1

I need some help to understand how Spark decides the number of partitions and how they are processed in executors, I am sorry for this question as I know it is a repetitive question, but still even after reading lots of articles I am not able to understand I am putting a real life use case on which currently I am working, along with my spark submit config and cluster config.

My Hardware config:

3 Node machine with total Vcores=30 and Total Memory=320 GB.

spark-submit config:

spark-submit \
--verbose \
--master yarn \
--deploy-mode cluster \
--num-executors 1  \
--executor-memory 3g \
--executor-cores 2 \
--conf spark.yarn.maxAppAttempts=1 \
--conf spark.yarn.am.attemptFailuresValidityInterval=1h \
--conf spark.driver.memory=1000m \
--conf spark.speculation=true \

I am reading from a MySql database using spark dataframe Jdbc api:

val jdbcTable= sqlContext.read.format("jdbc").options(
            Map(
              "url" -> jdcbUrl,
              "driver" -> "net.sourceforge.jtds.jdbc.Driver",
              "dbtable" ->
                s"(SELECT * FROM SOMETHING WHERE COLUMN > ${lastExtractUnixTime}) as t"))
            .load

Total number of partitions created by jdbcTable DATAFRAME is 200

Questions:

  1. How did spark came up with 200 partitions, Is this a default setting?
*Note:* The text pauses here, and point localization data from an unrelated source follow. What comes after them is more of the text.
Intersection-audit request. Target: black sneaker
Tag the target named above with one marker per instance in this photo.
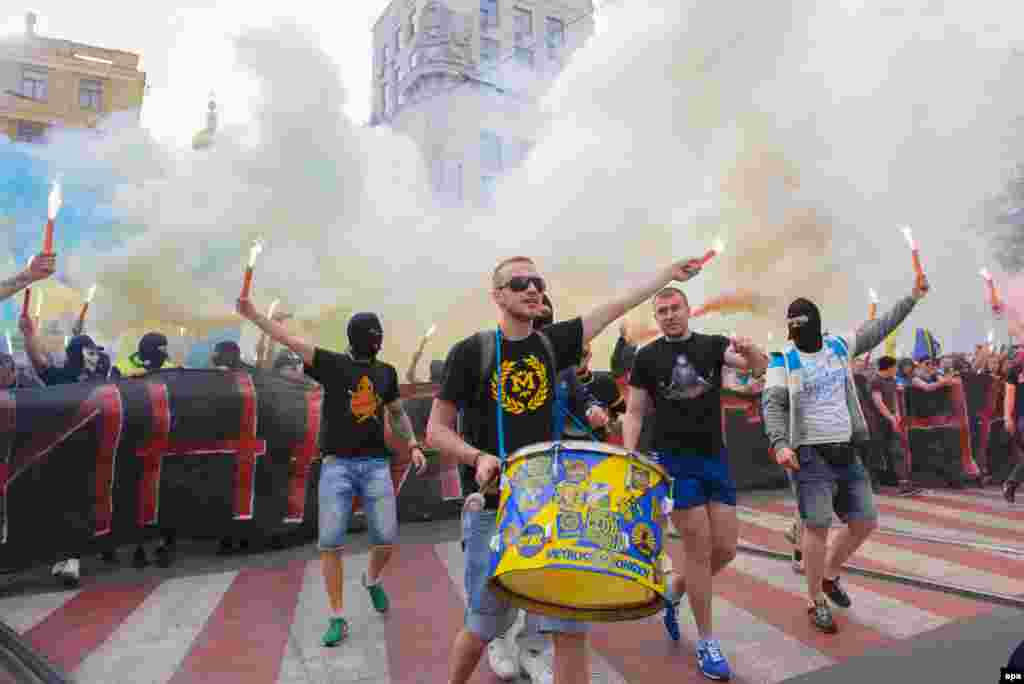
(820, 615)
(836, 593)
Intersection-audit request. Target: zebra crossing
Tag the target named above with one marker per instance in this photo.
(262, 624)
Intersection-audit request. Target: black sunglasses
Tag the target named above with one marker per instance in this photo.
(522, 283)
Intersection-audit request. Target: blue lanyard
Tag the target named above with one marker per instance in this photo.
(501, 388)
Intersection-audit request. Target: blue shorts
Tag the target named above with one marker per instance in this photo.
(822, 487)
(698, 479)
(486, 615)
(344, 478)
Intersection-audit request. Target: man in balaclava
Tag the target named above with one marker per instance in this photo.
(83, 356)
(152, 353)
(813, 418)
(357, 391)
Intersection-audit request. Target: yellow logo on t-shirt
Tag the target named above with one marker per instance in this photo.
(523, 383)
(365, 401)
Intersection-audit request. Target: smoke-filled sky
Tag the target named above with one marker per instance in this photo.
(805, 133)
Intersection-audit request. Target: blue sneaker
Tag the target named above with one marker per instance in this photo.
(671, 622)
(713, 665)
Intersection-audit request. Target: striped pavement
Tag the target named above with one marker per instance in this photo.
(261, 625)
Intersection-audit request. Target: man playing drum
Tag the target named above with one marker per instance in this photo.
(681, 373)
(529, 365)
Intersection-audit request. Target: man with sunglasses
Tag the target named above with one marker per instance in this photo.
(523, 379)
(813, 417)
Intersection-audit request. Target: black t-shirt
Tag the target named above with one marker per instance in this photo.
(354, 396)
(684, 379)
(527, 383)
(1016, 378)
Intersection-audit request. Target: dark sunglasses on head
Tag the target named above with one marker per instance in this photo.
(522, 283)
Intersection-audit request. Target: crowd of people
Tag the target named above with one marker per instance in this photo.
(662, 397)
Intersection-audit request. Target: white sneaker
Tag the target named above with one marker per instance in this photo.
(537, 667)
(503, 658)
(68, 570)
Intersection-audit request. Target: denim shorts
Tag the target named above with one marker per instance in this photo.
(486, 615)
(698, 479)
(342, 479)
(820, 486)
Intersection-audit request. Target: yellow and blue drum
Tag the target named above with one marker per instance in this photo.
(579, 532)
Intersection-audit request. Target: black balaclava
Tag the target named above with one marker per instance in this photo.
(152, 352)
(366, 335)
(804, 322)
(75, 352)
(227, 353)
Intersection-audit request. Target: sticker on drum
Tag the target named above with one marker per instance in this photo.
(600, 496)
(639, 478)
(528, 498)
(539, 466)
(531, 541)
(602, 529)
(602, 558)
(511, 535)
(570, 496)
(643, 539)
(577, 470)
(569, 524)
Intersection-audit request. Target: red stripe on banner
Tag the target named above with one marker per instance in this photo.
(249, 450)
(79, 627)
(973, 558)
(945, 605)
(303, 456)
(244, 640)
(426, 614)
(111, 415)
(152, 454)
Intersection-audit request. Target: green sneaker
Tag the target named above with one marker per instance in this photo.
(336, 632)
(377, 595)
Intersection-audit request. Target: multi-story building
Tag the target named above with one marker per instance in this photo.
(47, 82)
(461, 78)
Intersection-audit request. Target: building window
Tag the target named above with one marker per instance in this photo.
(491, 151)
(554, 31)
(30, 131)
(488, 13)
(524, 57)
(90, 94)
(523, 19)
(488, 190)
(448, 182)
(489, 49)
(34, 83)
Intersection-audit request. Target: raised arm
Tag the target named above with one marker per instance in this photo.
(745, 355)
(41, 267)
(595, 322)
(873, 332)
(275, 330)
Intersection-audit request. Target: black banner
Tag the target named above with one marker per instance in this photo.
(206, 453)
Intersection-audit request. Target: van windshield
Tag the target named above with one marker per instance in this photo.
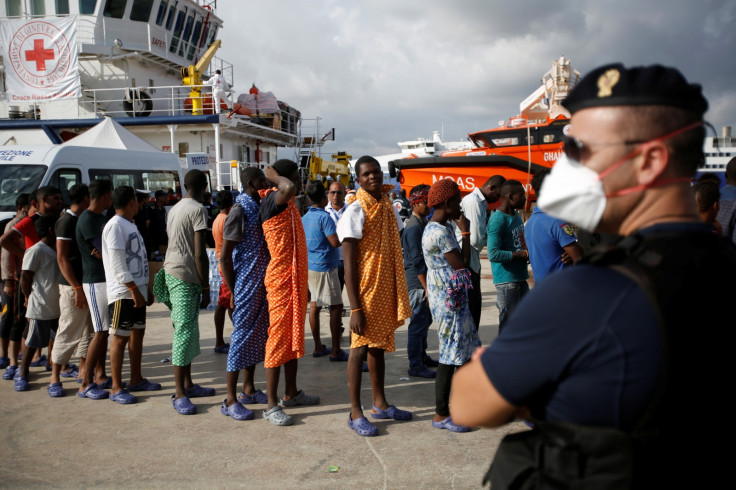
(16, 180)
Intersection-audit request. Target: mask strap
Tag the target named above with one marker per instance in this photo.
(642, 187)
(636, 150)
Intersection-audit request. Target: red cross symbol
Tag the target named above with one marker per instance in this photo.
(39, 54)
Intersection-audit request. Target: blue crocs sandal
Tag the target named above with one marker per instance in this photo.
(450, 425)
(93, 392)
(362, 427)
(55, 390)
(391, 413)
(236, 411)
(10, 372)
(258, 397)
(183, 406)
(21, 384)
(145, 385)
(123, 397)
(197, 391)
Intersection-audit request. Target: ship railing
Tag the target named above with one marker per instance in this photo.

  2. As I have only 1 executor does 200 partitions are processed in parallel in single executor or one partition is processed at a time?
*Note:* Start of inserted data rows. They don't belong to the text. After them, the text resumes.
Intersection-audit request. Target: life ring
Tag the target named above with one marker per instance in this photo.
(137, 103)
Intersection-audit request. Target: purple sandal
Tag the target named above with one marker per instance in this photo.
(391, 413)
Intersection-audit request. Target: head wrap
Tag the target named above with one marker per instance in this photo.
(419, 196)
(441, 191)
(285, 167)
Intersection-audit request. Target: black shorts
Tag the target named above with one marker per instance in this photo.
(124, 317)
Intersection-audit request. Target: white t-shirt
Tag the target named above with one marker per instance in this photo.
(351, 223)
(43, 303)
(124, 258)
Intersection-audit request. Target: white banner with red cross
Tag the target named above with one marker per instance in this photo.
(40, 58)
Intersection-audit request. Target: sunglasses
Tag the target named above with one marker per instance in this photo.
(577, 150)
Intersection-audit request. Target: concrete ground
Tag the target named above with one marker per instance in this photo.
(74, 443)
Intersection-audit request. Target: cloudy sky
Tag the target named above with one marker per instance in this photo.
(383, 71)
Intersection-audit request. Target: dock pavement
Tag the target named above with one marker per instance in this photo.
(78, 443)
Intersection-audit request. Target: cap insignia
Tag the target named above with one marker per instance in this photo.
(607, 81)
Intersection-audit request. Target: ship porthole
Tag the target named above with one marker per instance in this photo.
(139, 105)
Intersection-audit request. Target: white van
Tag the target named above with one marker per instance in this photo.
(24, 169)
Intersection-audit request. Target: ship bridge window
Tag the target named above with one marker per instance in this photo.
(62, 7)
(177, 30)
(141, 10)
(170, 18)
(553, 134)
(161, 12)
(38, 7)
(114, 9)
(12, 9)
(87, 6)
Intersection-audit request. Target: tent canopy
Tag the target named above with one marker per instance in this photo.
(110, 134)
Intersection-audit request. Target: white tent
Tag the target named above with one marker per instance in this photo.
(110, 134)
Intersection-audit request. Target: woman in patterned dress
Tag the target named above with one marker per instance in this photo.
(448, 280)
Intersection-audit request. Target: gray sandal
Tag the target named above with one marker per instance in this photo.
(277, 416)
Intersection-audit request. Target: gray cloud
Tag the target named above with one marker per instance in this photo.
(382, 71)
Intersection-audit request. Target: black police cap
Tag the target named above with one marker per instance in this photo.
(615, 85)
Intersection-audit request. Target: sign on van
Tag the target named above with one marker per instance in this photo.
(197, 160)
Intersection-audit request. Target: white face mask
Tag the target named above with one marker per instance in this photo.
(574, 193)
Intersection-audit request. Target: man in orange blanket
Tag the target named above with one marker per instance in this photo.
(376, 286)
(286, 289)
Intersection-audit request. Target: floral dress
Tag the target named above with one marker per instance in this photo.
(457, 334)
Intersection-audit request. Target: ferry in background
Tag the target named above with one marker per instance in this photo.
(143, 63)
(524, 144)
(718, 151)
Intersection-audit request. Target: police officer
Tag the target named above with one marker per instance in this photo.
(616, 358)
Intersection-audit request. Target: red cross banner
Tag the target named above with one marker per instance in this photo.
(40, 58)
  3. Do executor-cores are used to process task in each partition with the configured concurrency i.e. 2 (in my case)?

desertnaut
  • 57,590
  • 26
  • 140
  • 166
nilesh1212
  • 1,561
  • 2
  • 26
  • 60

1 Answers1

0
  • As it is written right now Spark will use 1 partition only.
  • If you see 200 partitions it means that:

    • There is subsequent shuffle (exchange) not shown in the code.
    • You use default value for spark.sql.shuffle.partitions.
  • Parallelism will depend on the execution plan and assigned resources. It won't be higher than min(number-partitions, spark-cores). If there is a single executor it will number of threads assigned to this executor by the cluster manager.

Alper t. Turker
  • 34,230
  • 9
  • 83
  • 115